Lots of singing
I have this little plastic tube in my throat, a trach, so I don’t talk. I haven’t spoken a word in, like, three and a half-ish years. You CAN talk with a trach, but the method doesn’t work for everyone, it didn’t for me, lots of choking and what-not. The last sentence that stumbled out of my mouth was, “I love everything about you.” To which it was replied, “I don’t love everything about you.” After that, the choking quit being worth the talking. I met someone else worth the choking and the talking, someone worth absolutely anything. I wanted to say just, something, some little thing I always wanted to say with the voice in my head, but I didn’t get to, and she’d probably reply similarly to the last time I bothered saying something out loud. So, yes, I don’t talk. Most readers know this, but it’s always good to do a little re-capping.

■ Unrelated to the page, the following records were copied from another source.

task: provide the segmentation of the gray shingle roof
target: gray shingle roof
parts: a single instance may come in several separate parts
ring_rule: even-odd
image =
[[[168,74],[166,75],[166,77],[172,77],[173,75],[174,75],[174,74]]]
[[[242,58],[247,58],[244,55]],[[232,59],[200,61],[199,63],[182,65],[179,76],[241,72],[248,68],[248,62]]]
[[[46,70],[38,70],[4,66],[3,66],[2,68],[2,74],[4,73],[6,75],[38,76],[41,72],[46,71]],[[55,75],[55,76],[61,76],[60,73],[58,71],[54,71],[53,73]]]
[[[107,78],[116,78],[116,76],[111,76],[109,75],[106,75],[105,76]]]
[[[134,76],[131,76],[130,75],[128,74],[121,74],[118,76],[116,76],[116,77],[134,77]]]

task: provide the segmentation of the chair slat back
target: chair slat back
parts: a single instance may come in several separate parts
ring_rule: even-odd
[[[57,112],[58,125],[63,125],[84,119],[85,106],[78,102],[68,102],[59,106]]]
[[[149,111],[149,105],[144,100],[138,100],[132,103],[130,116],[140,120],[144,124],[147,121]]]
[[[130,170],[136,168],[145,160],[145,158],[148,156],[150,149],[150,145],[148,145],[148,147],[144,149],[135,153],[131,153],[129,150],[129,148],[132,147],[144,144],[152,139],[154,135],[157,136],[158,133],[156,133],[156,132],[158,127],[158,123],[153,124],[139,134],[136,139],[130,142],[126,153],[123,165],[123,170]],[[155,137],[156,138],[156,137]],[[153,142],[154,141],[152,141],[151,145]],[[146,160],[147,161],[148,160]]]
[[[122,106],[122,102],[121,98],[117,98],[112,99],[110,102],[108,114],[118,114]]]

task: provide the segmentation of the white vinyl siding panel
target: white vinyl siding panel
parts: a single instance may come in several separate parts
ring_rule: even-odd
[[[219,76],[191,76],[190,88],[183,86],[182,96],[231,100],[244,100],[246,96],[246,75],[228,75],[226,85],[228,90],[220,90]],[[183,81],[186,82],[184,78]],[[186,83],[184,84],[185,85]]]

Anyways, back when I did talk, I liked to sing. I sounded like shit, but I liked singing along with Kurt, Elliott, Aimee. I’m told I at least sang on key. Now, I still sing, just, no sound gets past my lips. This has actually created an odd habit, Since I don’t make any sound, I’ve come to feel like I can sing whenever around whoever, in the car, at concerts, getting wheeled into various operating rooms with my iPod Nano, I’m singing like crazy. I probably look crazy, but it really does help to take my mind off things, getting completely lost in the music. Last night I turned my surround sound really loud and sang at the top of my non-voice. I wanted to not think, I wanted to be wrapped in music, lyrics. Really, I wanted to crush a bottle of Percocet into a glass of vodka, with lime, drink that and see if I woke up someplace better, but settled for screaming along with Nirvana’s Live at Reading concert. Just closed my eyes and screamed soundless screams, trying to make the world go away.